Safe Node Restart for Nodes Hosting jiva-ctrl Pods¶
Service: OpenEBS Jiva iSCSI (pvek8s) First documented: 2026-05-30 PIR: pvek8s Post-Power-Outage Recovery — kubelet Volume Manager Stall and KCM Stale terminatingReplicas Linear: PGM-223
When to Use This Runbook¶
Use this runbook whenever you need to restart kubelite (or drain/taint) a node that may be hosting jiva-ctrl pods (iSCSI targets).
Why this matters: jiva-ctrl pods are iSCSI targets. When the node running them is restarted, those pods are evicted and the iSCSI target process exits. Any workload pod on another node that has an active iSCSI session to the controller will detect a TCP connection failure, enter 120-second session recovery, and — if the target does not reappear within that window — have its SCSI device go offline. The kernel's JBD2 journal then aborts and EXT4 remounts the filesystem read-only.

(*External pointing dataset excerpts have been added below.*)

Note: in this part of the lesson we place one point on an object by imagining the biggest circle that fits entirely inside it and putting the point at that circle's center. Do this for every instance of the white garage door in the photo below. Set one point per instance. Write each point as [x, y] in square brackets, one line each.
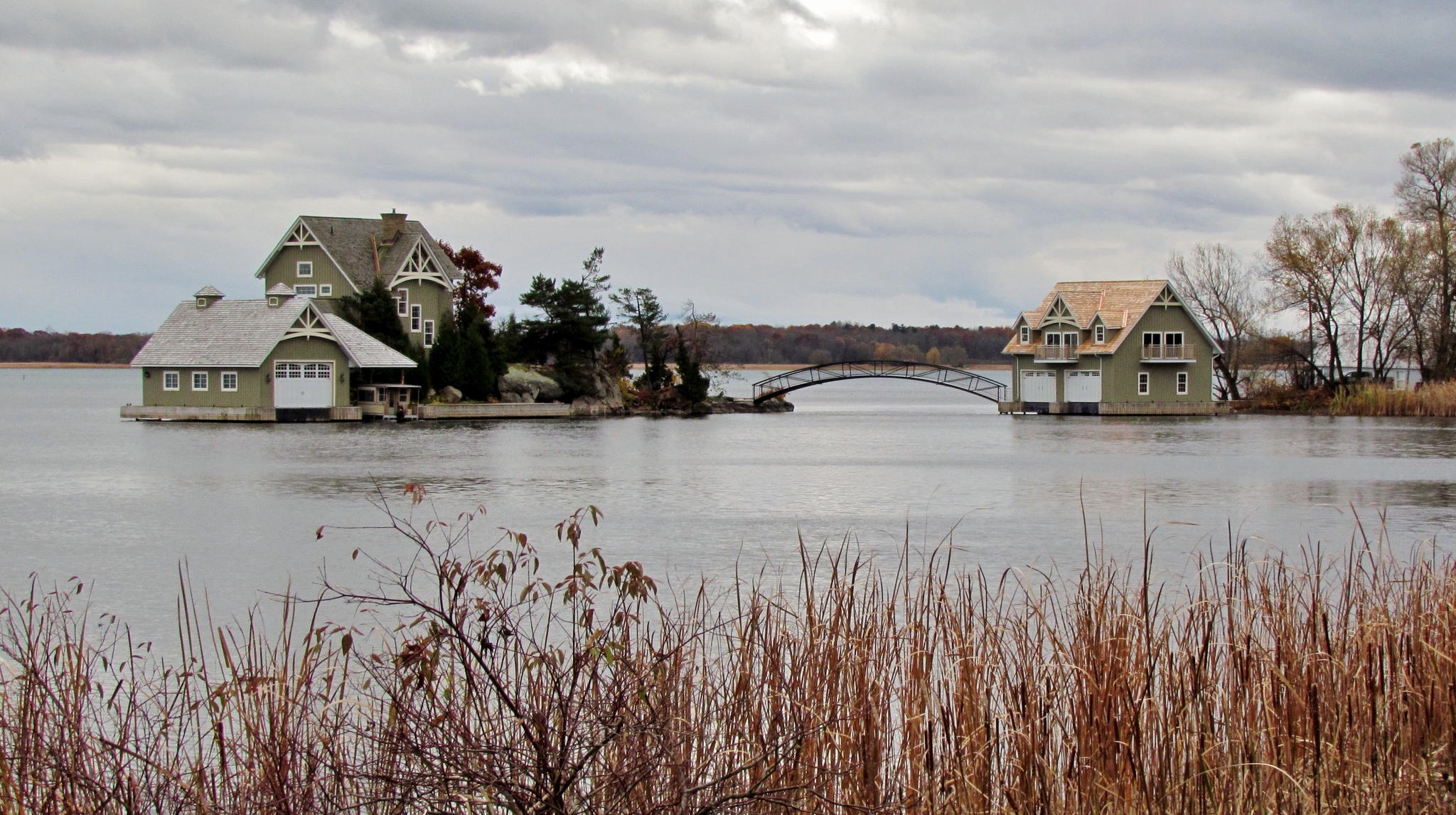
[304, 385]
[1039, 386]
[1083, 386]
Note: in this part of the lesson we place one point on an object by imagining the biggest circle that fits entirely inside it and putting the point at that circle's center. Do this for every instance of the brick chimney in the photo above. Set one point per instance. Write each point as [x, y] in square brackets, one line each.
[393, 225]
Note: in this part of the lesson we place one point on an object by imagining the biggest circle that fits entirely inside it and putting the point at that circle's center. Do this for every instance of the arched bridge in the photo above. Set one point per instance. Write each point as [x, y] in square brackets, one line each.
[779, 385]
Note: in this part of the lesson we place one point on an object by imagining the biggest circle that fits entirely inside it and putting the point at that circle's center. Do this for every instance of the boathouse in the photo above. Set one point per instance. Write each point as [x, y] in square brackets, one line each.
[279, 358]
[1111, 348]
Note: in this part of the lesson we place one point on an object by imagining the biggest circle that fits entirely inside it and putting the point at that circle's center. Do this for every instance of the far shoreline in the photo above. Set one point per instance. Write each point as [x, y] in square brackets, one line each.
[724, 366]
[65, 364]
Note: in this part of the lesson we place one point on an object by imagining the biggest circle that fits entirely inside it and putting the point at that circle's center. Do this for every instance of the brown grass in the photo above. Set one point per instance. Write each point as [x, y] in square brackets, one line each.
[1257, 686]
[1433, 399]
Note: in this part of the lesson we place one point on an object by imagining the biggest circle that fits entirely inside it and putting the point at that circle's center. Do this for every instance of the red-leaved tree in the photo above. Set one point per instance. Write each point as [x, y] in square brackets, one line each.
[478, 278]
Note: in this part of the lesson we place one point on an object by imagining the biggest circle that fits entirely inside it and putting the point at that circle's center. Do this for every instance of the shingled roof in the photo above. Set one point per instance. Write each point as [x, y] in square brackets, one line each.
[240, 334]
[1117, 304]
[353, 245]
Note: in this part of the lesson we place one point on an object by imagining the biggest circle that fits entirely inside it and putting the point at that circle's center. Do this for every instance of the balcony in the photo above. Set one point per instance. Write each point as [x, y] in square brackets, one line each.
[1168, 353]
[1056, 354]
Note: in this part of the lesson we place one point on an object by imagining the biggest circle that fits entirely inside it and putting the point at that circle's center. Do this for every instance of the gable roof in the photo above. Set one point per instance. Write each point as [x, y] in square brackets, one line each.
[1118, 304]
[357, 249]
[242, 332]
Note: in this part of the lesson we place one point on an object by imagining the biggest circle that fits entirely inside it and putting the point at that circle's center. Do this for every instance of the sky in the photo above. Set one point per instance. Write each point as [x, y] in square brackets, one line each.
[774, 162]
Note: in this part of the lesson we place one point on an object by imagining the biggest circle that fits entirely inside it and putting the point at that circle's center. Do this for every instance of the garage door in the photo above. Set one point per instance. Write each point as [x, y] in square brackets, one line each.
[1083, 386]
[1039, 386]
[304, 385]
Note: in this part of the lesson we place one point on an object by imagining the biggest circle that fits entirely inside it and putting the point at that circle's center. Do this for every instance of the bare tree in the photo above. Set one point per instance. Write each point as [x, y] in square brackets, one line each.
[1224, 292]
[1428, 196]
[1305, 268]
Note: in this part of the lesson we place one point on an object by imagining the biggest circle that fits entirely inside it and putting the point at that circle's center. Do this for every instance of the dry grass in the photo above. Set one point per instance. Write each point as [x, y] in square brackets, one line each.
[1433, 399]
[1258, 686]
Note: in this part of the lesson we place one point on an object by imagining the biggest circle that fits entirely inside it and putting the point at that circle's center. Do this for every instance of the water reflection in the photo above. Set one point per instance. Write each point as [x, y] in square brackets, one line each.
[882, 462]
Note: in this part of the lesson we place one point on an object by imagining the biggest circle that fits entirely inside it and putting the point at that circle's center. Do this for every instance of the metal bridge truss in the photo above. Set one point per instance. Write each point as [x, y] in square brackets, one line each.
[978, 385]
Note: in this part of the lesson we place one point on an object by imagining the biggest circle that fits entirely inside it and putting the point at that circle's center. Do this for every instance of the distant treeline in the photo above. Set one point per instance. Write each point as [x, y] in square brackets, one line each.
[19, 346]
[814, 346]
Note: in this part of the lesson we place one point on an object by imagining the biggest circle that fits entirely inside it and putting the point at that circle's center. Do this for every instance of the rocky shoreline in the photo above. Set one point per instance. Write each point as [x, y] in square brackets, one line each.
[600, 393]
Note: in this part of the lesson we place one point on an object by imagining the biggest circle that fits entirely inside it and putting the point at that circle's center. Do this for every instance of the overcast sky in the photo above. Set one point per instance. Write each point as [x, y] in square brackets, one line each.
[776, 162]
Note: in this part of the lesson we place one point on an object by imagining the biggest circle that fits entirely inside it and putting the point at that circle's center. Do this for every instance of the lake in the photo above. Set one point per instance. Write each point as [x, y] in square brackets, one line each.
[877, 463]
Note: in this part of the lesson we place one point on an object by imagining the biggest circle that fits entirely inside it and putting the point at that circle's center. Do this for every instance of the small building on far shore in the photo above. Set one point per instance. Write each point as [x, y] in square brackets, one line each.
[257, 360]
[1111, 348]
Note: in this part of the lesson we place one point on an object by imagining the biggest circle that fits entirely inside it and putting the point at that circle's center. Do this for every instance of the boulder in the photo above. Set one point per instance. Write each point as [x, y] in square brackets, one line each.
[526, 385]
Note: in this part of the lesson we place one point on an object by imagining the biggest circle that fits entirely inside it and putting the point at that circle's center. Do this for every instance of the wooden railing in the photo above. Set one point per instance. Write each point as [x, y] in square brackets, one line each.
[1168, 353]
[1056, 353]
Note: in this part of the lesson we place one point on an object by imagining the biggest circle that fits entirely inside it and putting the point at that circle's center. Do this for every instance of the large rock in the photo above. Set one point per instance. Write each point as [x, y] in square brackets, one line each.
[526, 385]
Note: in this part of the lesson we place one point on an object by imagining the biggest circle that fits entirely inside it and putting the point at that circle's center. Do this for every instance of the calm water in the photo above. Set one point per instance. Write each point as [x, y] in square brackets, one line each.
[124, 504]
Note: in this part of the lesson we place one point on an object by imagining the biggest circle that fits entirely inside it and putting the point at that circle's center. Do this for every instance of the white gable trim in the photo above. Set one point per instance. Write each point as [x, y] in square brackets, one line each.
[419, 265]
[311, 325]
[286, 240]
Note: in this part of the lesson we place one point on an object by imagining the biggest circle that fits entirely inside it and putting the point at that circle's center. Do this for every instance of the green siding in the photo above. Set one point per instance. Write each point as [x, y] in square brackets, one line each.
[284, 268]
[250, 389]
[434, 302]
[1120, 370]
[254, 385]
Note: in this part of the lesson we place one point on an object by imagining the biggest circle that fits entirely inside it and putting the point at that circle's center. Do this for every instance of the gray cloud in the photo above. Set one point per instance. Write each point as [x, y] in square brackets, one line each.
[774, 161]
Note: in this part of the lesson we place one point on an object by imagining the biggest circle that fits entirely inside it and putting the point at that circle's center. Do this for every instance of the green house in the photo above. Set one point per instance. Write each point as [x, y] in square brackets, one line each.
[328, 258]
[257, 360]
[1111, 348]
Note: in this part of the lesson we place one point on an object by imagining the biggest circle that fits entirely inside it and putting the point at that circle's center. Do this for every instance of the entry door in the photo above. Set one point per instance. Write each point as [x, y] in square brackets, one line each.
[1083, 386]
[1039, 386]
[304, 385]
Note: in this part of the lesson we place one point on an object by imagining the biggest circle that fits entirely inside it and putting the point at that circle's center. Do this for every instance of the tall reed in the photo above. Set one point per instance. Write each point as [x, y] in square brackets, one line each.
[1433, 399]
[846, 686]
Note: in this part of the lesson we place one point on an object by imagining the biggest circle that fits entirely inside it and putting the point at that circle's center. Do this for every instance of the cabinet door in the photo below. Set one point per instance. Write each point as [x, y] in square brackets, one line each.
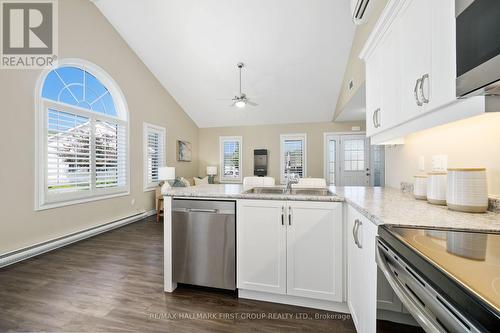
[355, 280]
[415, 24]
[373, 86]
[314, 250]
[441, 81]
[362, 271]
[390, 80]
[367, 241]
[261, 245]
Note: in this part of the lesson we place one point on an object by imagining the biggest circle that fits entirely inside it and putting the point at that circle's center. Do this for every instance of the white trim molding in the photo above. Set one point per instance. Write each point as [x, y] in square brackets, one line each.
[37, 249]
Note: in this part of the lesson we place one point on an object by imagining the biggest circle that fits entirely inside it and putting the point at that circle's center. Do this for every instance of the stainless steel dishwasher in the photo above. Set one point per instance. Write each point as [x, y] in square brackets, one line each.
[204, 234]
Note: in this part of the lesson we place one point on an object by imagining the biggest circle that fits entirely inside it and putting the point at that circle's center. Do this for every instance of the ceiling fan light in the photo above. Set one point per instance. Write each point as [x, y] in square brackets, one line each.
[240, 104]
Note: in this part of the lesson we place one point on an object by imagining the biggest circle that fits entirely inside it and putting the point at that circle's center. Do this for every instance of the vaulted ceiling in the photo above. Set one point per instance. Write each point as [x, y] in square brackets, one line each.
[295, 53]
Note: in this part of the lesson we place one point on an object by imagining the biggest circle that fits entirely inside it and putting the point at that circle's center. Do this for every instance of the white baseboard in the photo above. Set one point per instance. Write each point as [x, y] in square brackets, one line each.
[37, 249]
[151, 212]
[294, 300]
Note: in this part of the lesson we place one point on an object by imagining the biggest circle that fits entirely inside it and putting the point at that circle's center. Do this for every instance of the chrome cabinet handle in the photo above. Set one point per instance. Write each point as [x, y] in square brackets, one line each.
[354, 232]
[415, 92]
[424, 77]
[360, 246]
[289, 215]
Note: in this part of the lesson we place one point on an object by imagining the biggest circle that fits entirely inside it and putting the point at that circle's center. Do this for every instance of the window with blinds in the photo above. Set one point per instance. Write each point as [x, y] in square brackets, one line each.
[84, 135]
[293, 156]
[230, 159]
[154, 154]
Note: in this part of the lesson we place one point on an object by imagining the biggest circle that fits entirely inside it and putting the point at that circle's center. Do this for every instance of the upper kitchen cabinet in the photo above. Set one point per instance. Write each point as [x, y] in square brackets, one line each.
[411, 70]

This is a data-safe failure but requires manual recovery.
The pre-restart procedure below migrates affected workload pods before the restart, so the iSCSI sessions are already gone and there is nothing to fail over.
See jiva-ctrl-eviction-iscsi-ro-filesystem.md for recovery if the filesystem has already gone read-only.
Pre-Restart Procedure¶
Step 1 — Identify jiva-ctrl pods on the target node¶
TARGET_NODE=<node> # e.g. k8s01
kubectl --context pvek8s get pods -n openebs -o wide --no-headers | \
awk -v n="$TARGET_NODE" '/jiva.*ctrl/ && $7==n {print $1, $7}'
If the output is empty, no jiva-ctrl pods are on this node — skip to the Node Restart Procedure.
Example output:
Step 2 — Find nodes with active iSCSI sessions to those controllers¶
For each jiva-ctrl pod, check whether any node has a live iSCSI session to its controller service:
# Get the ClusterIP of each controller's service
# The service name shares the PV prefix with the ctrl pod name
kubectl --context pvek8s get svc -n openebs | grep "jiva-ctrl"
# → pvc-746b2837-...-jiva-ctrl-svc ClusterIP 10.152.183.57 ...
# → pvc-a3a7e012-...-jiva-ctrl-svc ClusterIP 10.152.183.22 ...
# Check all nodes for active sessions to those IPs
for pod in $(kubectl --context pvek8s get pods -n openebs \
-l app=openebs-jiva-csi-node -o name); do
echo "=== $pod ==="
kubectl --context pvek8s exec -n openebs "$pod" -c jiva-csi-plugin -- \
iscsiadm -m session 2>/dev/null || echo "(no sessions)"
done
Note which nodes have sessions to each controller IP. Those are the nodes hosting workload pods that must be migrated before the restart.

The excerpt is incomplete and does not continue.